L’auteure de cette lettre revient sur une décision récente de la justice ontarienne qui a maintenu, en matière de prostitution, la criminalisation des clients et des proxénètes.

La Cour de l’Ontario vient de statuer en rejetant la demande d’un groupe pro-prostitution, l’Alliance canadienne pour la réforme des lois sur le travail du sexe, dont le but ultime est de décriminaliser tout ce qui entoure l’industrie de la prostitution partout au pays. Pour y parvenir, ce groupe tentait de remettre en doute la constitutionnalité de la loi canadienne qui criminalise les clients prostitueurs et les proxénètes.

Le juge Robert Goldstein a tranché : la Loi sur la protection des collectivités et des personnes victimes d’exploitation est constitutionnelle. Il en a profité pour rappeler que « cette exploitation est parasitaire et misogyne ; qu’elle est aussi souvent violente et manipulatrice ».

Le Canada, tout comme la Suède, la Norvège, l’Islande, l’Irlande du Nord et la France, a adopté en 2014 le modèle nordique (également connu sous le nom de modèle d’égalité) en créant la Loi sur la protection des collectivités et des personnes victimes d’exploitation. Cette loi criminalise les clients prostitueurs et les proxénètes tout en ne criminalisant pas les personnes en situation de prostitution. C’est un modèle qui vise ceux qui créent la prostitution, qui créent la demande pour des agences d’escortes, des bars de danseuses, des salons de massage.

Depuis dix ans, l’industrie du sexe finance de coûteuses démarches judiciaires pour contester cette loi et pour mettre à l’agenda son projet de décriminalisation totale de tout ce qui concerne la prostitution, prétextant que c’est un travail comme les autres.
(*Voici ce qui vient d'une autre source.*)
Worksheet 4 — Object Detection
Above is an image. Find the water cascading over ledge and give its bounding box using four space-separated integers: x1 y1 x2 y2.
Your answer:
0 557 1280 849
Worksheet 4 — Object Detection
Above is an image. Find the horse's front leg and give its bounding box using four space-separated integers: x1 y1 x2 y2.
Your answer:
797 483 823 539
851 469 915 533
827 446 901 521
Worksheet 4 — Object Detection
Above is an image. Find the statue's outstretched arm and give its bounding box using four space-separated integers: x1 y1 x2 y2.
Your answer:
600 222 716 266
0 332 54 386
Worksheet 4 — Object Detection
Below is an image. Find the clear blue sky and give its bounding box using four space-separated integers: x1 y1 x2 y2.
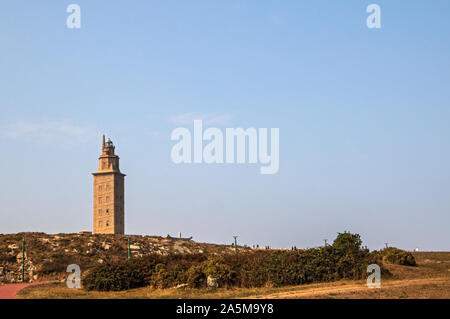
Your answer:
0 0 450 250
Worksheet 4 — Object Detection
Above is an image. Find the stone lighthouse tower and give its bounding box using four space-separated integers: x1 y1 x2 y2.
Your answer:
92 135 125 234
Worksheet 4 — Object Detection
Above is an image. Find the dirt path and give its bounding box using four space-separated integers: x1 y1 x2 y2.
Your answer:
250 277 449 299
0 282 48 299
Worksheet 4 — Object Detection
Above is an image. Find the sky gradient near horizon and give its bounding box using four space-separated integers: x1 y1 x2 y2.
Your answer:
0 0 450 250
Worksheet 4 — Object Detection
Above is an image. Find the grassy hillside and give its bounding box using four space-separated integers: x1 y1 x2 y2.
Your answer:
0 233 250 283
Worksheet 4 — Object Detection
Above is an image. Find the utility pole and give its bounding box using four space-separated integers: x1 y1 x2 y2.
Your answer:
22 237 25 283
128 238 131 259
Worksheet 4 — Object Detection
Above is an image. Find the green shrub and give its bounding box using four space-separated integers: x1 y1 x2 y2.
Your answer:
83 233 390 290
333 232 362 250
381 247 417 266
187 266 206 288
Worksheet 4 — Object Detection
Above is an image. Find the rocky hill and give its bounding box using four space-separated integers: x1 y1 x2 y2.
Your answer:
0 233 250 283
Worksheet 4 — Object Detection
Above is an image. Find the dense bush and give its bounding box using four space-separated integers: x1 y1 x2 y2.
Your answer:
333 232 362 250
380 247 417 266
83 254 205 291
83 237 384 290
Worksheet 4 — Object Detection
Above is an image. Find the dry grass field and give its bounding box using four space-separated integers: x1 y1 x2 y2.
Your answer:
17 252 450 299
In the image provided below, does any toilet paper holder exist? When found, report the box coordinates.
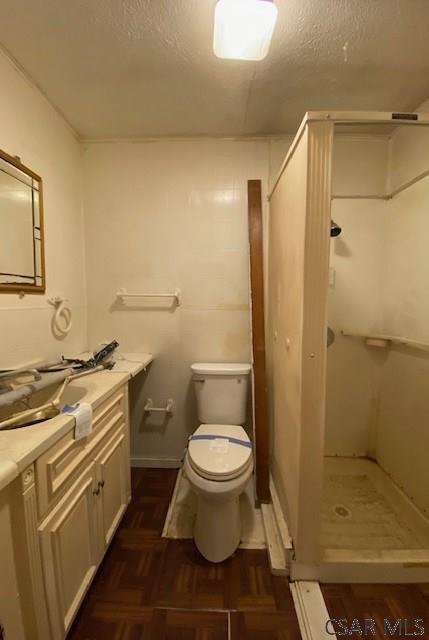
[144,398,174,413]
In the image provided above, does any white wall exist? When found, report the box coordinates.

Comment pouvons-nous, en 2023, accepter que les sites de sugar daddies pullulent, qu’il y ait plus de 300 salons de massage et bars de danseuses dans le Grand Montréal ? Cette industrie est puissante, elle a les moyens de faire avancer et d’appuyer les efforts de normalisation de la prostitution au pays.

L’achat de sexe ne doit pas être décriminalisé. Ne commettons pas les mêmes erreurs que l’Allemagne et les Pays-Bas. Ces deux pays constatent aujourd’hui le désastre de leur politique de légalisation ou de décriminalisation et sont actuellement en révision de leur législation : les violences faites aux femmes n’ont pas diminué et leurs conditions de vie ne se sont pas améliorées. La violence et la traite ont augmenté et le nombre de bordels a explosé (plus de 3000 en Allemagne). C’est, à tous les égards, un véritable constat d’échec.

La prostitution, c’est d’abord et avant tout une violence faite aux femmes. Penser que les femmes aiment se prostituer déculpabilise les hommes, les prostitueurs, et la société.

L’industrie du sexe a les moyens financiers de faire avancer et d’appuyer la décriminalisation de la prostitution au pays. Elle a d’ailleurs déjà bien réussi à normaliser la prostitution en l’associant au mot « travail ». Tous les médias canadiens ou occidentaux parlent désormais de « travail du sexe ».

Sournoisement, l’industrie du sexe a réussi à modifier notre façon de parler pour rendre l’exploitation plus acceptable. Ce qui est dangereux, c’est la culture du viol, c’est de faire croire que le consentement s’achète, c’est de penser que toutes les femmes sont « prostituables », qu’il suffit d’y mettre le prix.

Chaque fois qu’on associe la prostitution à un travail, on prend position pour la normalisation de l’exploitation par la prostitution, banalisant ainsi les souffrances des victimes.